Session 3: Data visualization in ggplot2

This session introduces the basic functionalities of the ggplot2 package, allowing you to create beautiful graphs using R.

Simon J. Brandl, PhD https://www.fishandfunctions.com/ (The University of Texas at Austin)
2025-04-17

a. 3: Demo



b. 3: Slides

You can access the full slideshow used in the 3-ggplot narration here.

The dataset called ‘coralreefherbivores.csv’ can be downloaded here.

The dataset called ‘reef_fishes.csv’ can be downloaded here.

The dataset called ‘fish_abundance.csv’ can be downloaded here.

The dataset called ‘site_info.csv’ can be downloaded here.

c. 3: Exercises

Start by loading in the two datasets below (which are available for download using the links above).

fish.abundance <- read.csv(file = "data/fish_abundance.csv")
site.info <- read.csv(file = "data/site_info.csv")

Re-familiarize with the “fish_abundance.csv” dataset. The dataset includes many fish species, which were counted across different sites and depths. Fish diversity often decreases with depth on coral reefs, so let’s explore whether there is a relationship between depth and diversity.

Part I

  1. Simplify the dataset to include species, site, depth.
  2. Use distinct() to make sure no species were recorded twice.
  3. Calculate species richness by site and depth.

Part II

  1. Plot depth versus species richness.
  2. Add site as a color variable.

Part III

  1. Produce another plot, only including the families Serranidae, Acanthuridae, Pomacentridae, and Chaetodontidae.
  2. Use with facet_wrap() or facet_grid() to create separate facets for each family.

Part IV

  1. Explore differences in the species richness of the four families (Serranidae, Acanthuridae, Pomacentridae, and Chaetodontidae) using violin or density plots
  2. Color the density plots based on family and include the raw data to create sina plots
  3. Try to sort the violin plot in descending order, starting with the highest species richness
  4. Make it pretty! 😊

Part V

In the last plot from Exercise 1, it appears as though some sites have higher species richness than others. Let’s further examine why species richness across sites using “site_info.csv,” which includes metadata on the exposure of each site.

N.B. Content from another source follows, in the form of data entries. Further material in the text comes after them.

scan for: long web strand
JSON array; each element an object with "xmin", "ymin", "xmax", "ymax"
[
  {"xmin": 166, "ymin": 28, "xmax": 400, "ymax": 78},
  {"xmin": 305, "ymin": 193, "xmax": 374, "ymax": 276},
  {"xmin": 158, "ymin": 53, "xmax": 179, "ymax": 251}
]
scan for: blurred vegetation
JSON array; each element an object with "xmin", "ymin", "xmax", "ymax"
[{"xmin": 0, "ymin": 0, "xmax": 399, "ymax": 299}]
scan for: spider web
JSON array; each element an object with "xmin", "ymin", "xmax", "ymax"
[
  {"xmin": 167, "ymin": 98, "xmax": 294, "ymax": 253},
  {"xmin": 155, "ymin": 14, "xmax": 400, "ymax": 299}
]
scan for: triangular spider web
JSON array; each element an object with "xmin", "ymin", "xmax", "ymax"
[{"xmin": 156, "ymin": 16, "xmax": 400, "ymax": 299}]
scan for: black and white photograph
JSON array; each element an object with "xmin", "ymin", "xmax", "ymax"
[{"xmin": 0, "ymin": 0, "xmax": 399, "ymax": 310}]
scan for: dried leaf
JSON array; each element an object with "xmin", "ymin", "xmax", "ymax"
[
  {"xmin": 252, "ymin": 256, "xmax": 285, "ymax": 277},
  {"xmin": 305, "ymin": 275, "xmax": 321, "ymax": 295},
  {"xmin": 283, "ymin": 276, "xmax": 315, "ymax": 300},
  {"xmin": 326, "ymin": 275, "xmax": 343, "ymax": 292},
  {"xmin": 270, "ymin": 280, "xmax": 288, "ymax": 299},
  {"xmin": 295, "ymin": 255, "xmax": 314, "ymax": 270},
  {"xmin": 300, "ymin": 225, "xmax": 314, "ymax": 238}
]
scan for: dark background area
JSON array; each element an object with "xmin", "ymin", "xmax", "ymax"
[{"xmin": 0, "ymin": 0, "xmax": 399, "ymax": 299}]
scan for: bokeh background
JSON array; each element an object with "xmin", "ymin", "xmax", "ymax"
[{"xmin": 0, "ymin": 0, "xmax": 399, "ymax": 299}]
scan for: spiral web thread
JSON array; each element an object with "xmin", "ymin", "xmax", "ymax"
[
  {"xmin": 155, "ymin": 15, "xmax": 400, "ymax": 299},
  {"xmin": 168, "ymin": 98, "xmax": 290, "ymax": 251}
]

  1. Create a dataset that summarizes species richness by surveyid and site.
  2. Join this species richness data with the site exposure metadata.

Part VI

  1. Use a violin plot to visualize the species richness of exposed vs. lagoon sites.

Part VII

  1. Calculate the average abundance of each family in a given survey.
  2. Plot the average abundance using density curves.
  3. Bonus: Transform the x-axis to make the plot more useful.

d. 3: Solutions

Part I

  1. Simplify the dataset to include species, site, depth.
  2. Use distinct() to make sure no species were recorded twice.
  3. Calculate species richness by site and depth.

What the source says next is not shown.